Karin Amcoff 1, Mats Stridsberg 2, Maria Lampinen 2, Anders Magnuson 3, Marie Carlson 2, Jonas Halfvarson 1
1
Dept of Gastroenterology, Faculty of Medicine and Health, Örebro University, Örebro, Sweden. 2Dept of Medical Sciences, Gastroenterology Reserarch Group, Uppsala University, Uppsala, Sweden. 3Clinical Epidemiology and Biostatistics, School of Medical Sciences, Örebro University, Örebro, Sweden.
karin.amcoff@medsci.uu.se

Background
With several fecal calprotectin (FC) assays on the market, it has been difficult to define a uniform threshold for discriminating between remission and active disease in patients with inflammatory bowel disease (IBD). We aimed to compare the results of different FC-assays in IBD patients, followed over time.

Material and Methods
IBD patients provided faecal samples and reported clinical activity every third month prospectively over a two year period. FC was measured with two ELISA- (Bühlmann and Immunodiagnostik) and one automated fluoroimmunoassay (Phadia).

Results
In total, 13 patients provided 91 faecal samples. The absolute difference in median (IQR) concentration of FC at active disease vs. remission was higher for the Bühlmann- (845 (1061-226) µg/g vs. 62 (224-39) µg/g) than the Phadia- (369 (975-122) µg/g vs. 11 (52-11) µg/g) and the Immundiagnostik assay (135 (302-69) µg/g vs. 8 (56-4) µg/g).
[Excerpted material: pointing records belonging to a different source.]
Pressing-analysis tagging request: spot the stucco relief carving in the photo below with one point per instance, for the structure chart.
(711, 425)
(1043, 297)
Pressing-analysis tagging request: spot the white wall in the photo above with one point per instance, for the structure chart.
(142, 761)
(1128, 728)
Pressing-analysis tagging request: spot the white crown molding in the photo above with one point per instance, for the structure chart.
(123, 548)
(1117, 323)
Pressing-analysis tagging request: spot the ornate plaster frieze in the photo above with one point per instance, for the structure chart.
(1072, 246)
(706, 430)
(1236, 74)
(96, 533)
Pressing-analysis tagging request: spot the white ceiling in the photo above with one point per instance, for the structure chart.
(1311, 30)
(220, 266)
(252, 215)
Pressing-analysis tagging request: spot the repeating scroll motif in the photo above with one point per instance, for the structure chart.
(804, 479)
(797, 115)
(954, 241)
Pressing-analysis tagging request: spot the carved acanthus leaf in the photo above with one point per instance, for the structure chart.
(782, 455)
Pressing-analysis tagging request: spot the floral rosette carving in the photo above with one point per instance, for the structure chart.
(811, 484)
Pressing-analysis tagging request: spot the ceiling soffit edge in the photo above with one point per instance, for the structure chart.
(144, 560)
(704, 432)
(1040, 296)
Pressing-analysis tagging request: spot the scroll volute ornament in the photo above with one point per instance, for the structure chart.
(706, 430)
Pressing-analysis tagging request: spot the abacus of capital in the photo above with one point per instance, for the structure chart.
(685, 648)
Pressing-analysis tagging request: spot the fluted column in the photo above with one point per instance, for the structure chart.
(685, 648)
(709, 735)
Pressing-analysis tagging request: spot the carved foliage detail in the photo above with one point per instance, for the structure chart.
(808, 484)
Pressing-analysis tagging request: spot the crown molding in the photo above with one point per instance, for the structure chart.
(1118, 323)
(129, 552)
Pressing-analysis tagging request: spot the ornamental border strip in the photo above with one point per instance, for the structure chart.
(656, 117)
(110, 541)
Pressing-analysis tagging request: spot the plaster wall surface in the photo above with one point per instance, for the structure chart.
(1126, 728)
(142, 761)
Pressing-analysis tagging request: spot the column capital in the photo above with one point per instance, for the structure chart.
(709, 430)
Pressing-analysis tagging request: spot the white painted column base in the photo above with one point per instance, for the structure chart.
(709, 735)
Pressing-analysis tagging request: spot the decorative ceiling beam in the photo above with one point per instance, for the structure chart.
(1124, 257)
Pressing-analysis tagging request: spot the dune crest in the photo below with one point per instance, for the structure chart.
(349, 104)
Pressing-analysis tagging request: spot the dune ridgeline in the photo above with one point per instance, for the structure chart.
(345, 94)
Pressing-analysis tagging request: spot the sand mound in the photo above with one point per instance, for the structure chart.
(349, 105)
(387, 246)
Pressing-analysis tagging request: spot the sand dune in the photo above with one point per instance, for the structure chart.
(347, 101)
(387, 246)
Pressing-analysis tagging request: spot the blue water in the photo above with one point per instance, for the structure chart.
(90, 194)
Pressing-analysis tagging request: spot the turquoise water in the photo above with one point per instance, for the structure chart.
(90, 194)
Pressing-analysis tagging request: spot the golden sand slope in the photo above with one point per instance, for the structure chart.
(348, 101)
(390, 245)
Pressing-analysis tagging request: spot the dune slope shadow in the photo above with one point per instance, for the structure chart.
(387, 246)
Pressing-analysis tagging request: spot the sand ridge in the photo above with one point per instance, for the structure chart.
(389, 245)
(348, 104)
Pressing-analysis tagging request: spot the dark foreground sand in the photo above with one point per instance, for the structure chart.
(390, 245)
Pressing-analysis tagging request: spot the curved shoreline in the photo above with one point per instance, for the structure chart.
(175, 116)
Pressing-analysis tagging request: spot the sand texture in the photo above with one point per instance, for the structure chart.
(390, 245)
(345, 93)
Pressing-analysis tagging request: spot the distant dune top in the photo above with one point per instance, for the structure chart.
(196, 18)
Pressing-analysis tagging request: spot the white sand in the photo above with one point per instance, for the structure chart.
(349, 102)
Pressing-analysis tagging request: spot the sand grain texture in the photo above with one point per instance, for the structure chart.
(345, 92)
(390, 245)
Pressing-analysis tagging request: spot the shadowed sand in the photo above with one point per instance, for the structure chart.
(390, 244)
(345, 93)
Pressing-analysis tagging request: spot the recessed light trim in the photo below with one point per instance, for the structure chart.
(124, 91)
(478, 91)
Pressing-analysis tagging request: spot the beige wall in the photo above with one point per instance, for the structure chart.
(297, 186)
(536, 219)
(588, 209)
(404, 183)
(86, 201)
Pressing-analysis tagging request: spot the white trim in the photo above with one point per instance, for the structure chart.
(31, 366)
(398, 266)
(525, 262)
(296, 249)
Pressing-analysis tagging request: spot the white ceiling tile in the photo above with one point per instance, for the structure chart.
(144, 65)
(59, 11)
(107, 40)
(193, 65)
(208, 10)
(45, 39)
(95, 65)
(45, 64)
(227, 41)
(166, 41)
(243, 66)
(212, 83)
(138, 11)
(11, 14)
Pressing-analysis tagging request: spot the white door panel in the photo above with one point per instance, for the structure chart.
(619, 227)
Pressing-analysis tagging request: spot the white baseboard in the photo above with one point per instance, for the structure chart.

In contrast, the corresponding relative difference seemed to be more pronounced when analyzed by the Phadia- (ratio of means 8.5; 95% CI 3.3-21.9) or the Immundiagnostik assay (ratio of means 7.4; 95% CI 3.1-17.6) than by the Bühlmann assay (ratio 5.3; 95% CI 2.7-10.6). Consequently, the specificity for discriminating active disease from remission varied between assays (34-75%) when the cut-off 50 ug/g was used, whereas the differences in sensitivity were less pronounced.

Conclusions
Cross-comparisons revealed overall poor agreement between the assays as well as differences in the dynamics of FC. These findings suggest that standardization of the method is needed to implement FC as a disease monitoring tool at large-scale.